Lo único que quiero apuntar aquí es que la desinformación de la que hacen gala estos chicos, lejos de ser criticada, es (casi) ensalzada por el resto de la sociedad. Downs se asombraría de que ya ni parece un problema ir a votar desinformado, habiéndose reducido la Democracia a un fin en vez de un medio, un juego en el que el resultado final es lo de menos (nota: tanto es así que ya hay partidos políticos que proponen reducir la edad mínima del votante a 16 años ¿Por qué será?)
Por otra parte, la segunda premisa (II) decía que tampoco tendrá sentido informarse sobre materias “que están más allá de nuestro control”. En cuestiones políticas, esto quiere decir simple y llanamente que al final, si tu voto importa un comino, lo lógico es no informarse.
Parece mentira que sea una persona como el aquí escritor, frecuentemente tachado de hombre de “de letras”, quien tenga que explicar a ingenieros de profesión que las matemáticas efectivamente se ríen (con fuerza) de la idea de que un voto será decisivo. Que una persona vote o no vote es casi completamente irrelevante para el resultado final, incluso asumiendo el caso más simple (bipartidismo norteamericano).
Si uno no es ingeniero o simplemente un vago de los números como yo, siempre puede hacer las cuentas de la vieja con nuestro censo electoral. No es complicado estimar que si somos unos 35 millones de potenciales votantes, la probabilidad de que tu papeleta sea determinante para el resultado electoral es casi nula. Existen por la red famosos papers llenos de elegantes fórmulas matemáticas explicando cosas del estilo, como que la probabilidad de ganar el Gordo de Navidad es muchísimo mayor (81 veces superior) a que tu voto en España importe algo.
En definitiva, quien piensa que será partícipe en el “cambio”, se auto engaña vilmente: ir o no ir a votar es objetivamente irrelevante para el señor que luego dormirá en Moncloa. Y qué decir del día siguiente de las elecciones, cuando ya no precise de tu voto.
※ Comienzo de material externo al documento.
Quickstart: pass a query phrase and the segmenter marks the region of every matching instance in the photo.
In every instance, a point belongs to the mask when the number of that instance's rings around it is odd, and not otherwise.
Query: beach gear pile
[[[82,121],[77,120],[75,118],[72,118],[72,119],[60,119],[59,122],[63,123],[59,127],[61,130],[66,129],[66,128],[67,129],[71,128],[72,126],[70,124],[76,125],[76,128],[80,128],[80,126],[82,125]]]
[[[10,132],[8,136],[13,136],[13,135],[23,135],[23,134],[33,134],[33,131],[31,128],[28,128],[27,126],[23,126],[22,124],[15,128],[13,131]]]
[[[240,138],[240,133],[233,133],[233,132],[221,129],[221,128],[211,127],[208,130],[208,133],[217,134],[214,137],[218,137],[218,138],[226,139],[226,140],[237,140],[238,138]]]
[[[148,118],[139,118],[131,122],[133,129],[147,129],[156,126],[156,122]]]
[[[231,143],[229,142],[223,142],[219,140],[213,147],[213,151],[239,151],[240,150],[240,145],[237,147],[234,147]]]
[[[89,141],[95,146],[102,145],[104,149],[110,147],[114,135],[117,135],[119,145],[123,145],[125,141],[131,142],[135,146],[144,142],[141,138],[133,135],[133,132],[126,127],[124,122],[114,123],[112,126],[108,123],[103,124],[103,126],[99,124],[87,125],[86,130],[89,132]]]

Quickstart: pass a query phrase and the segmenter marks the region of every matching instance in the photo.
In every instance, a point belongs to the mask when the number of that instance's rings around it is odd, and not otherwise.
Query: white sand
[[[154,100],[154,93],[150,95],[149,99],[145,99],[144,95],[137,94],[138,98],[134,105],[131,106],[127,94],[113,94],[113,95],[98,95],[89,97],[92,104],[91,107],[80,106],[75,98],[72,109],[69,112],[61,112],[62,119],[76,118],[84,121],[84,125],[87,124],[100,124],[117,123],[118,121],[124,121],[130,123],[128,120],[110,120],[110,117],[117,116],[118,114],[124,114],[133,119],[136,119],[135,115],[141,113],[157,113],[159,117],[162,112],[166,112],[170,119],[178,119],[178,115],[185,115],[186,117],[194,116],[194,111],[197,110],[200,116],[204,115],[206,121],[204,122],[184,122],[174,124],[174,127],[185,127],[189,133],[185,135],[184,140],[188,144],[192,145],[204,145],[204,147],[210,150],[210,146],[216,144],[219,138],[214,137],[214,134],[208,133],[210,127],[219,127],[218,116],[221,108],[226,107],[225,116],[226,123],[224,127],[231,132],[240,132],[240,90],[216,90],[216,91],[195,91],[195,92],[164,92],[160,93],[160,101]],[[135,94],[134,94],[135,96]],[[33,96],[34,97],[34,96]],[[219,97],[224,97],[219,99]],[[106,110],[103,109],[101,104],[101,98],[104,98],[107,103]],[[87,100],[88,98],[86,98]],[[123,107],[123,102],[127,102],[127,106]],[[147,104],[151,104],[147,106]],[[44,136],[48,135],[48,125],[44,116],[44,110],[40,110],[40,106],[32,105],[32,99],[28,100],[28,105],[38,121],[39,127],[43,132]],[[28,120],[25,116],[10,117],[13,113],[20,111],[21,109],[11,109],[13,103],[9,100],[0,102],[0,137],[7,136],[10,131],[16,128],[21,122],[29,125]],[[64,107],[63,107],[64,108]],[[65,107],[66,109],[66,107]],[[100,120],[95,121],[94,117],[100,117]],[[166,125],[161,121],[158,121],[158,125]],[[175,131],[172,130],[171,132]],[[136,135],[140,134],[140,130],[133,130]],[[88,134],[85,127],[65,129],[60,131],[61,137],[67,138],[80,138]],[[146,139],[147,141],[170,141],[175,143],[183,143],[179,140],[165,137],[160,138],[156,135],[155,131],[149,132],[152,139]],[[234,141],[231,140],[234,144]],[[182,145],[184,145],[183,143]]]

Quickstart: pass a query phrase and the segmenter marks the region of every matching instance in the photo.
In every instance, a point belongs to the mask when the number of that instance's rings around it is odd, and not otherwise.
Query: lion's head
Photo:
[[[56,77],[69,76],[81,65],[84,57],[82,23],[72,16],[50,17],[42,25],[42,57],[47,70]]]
Se podría proponer una pseudo-solución al problema de Downs, claro que esta sería muy impopular. Razonando a contrario, si toda la gente desinformada se quedase en casa, la utilidad marginal del voto (esto es, la relevancia del voto) aumentaría.
Paradojas de la vida, es el ignorante y no el informado, precisamente inconsciente su inutilidad, quien se levantará del sofá.
Por lo que ya saben, sean buenos ciudadanos y este domingo vayan a la playa en vez de al colegio electoral. Por estas y muchas otras razones, sería lo más cívico.